Everything where I am runs on propane- we do not have natural gas. Every gas (versus electric) appliance we install needs to have a propane conversion done to it. On a stove this entails changing the gas orifices in all cooktop burners, the oven burner, the broiler burner, and changing the orifice on the pressure regulator.
Do not use your stove until it is converted properly by someone who knows what they are doing (not a DIY thing). There is way too much flame and heat for how your appliance was designed. Serious possibility of a house fire.
If you are certain that the oven is set up for LPG (see the answer by Kyle), then another thing to check is that the air intake to the oven burner isn't blocked, for example by packaging materials that weren't removed when the oven was installed.

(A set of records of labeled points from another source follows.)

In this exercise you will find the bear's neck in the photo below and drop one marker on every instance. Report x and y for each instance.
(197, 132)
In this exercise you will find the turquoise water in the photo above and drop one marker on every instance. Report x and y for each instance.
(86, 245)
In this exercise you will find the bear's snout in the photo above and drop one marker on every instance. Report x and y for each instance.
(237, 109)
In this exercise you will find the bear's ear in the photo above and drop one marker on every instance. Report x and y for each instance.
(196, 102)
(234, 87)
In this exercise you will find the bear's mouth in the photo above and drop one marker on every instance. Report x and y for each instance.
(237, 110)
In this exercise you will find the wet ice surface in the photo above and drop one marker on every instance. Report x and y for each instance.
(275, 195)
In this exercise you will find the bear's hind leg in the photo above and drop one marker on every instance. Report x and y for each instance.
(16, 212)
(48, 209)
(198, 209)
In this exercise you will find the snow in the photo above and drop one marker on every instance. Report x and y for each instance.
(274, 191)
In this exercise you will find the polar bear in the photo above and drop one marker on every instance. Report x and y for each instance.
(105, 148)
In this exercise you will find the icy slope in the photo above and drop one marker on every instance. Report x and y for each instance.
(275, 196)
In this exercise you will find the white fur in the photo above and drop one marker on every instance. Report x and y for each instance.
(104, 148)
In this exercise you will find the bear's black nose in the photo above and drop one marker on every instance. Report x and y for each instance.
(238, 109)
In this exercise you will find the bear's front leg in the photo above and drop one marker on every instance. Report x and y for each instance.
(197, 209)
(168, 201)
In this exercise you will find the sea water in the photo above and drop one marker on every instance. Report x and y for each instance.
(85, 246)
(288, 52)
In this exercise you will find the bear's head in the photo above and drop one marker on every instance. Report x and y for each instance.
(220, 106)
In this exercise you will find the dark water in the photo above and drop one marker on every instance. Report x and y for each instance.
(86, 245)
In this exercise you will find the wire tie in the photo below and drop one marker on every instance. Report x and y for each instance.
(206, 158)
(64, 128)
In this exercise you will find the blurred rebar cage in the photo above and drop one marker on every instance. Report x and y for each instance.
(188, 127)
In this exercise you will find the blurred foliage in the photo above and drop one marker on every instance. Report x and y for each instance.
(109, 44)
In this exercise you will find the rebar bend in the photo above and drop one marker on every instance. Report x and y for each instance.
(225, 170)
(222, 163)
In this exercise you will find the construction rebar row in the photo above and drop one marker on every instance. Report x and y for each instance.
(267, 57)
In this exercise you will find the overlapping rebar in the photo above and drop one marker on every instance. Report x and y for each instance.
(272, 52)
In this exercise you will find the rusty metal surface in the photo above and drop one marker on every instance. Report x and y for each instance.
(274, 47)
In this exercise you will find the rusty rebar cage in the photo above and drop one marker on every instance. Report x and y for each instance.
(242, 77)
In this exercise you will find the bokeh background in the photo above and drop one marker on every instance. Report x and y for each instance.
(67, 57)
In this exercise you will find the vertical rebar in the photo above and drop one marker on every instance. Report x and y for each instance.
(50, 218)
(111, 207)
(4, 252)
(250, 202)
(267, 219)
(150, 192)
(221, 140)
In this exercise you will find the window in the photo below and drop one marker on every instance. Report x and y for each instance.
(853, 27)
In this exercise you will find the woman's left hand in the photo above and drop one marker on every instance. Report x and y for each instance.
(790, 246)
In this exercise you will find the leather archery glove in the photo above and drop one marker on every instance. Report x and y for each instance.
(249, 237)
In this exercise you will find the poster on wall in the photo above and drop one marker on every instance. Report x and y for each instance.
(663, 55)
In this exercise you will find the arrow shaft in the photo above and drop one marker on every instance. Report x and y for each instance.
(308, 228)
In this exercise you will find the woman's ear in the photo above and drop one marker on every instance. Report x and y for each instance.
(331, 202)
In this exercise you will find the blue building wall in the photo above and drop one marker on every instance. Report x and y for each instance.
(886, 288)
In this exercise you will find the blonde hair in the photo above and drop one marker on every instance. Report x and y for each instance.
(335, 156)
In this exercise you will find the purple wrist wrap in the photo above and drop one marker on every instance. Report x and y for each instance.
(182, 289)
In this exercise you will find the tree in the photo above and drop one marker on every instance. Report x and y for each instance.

To get a good blue flame, you need a mixture of gas and air. That means there's an air intake next to the gas nozzle. If you ever used a Bunsen burner in school science, that's the holes at the base of the burner tube.
Both existing answers are accurate, but it's worth checking the regulator that's supplying the gas. It should be a fixed one giving the correct pressure for LPG, and may have a fault, making the whole thing even more dangerous. And at the same time, check the pipework for any leaks, too. Although that would make gas escape (dangerous) rather than suck air in. But with an outside leak, it may not be found easily.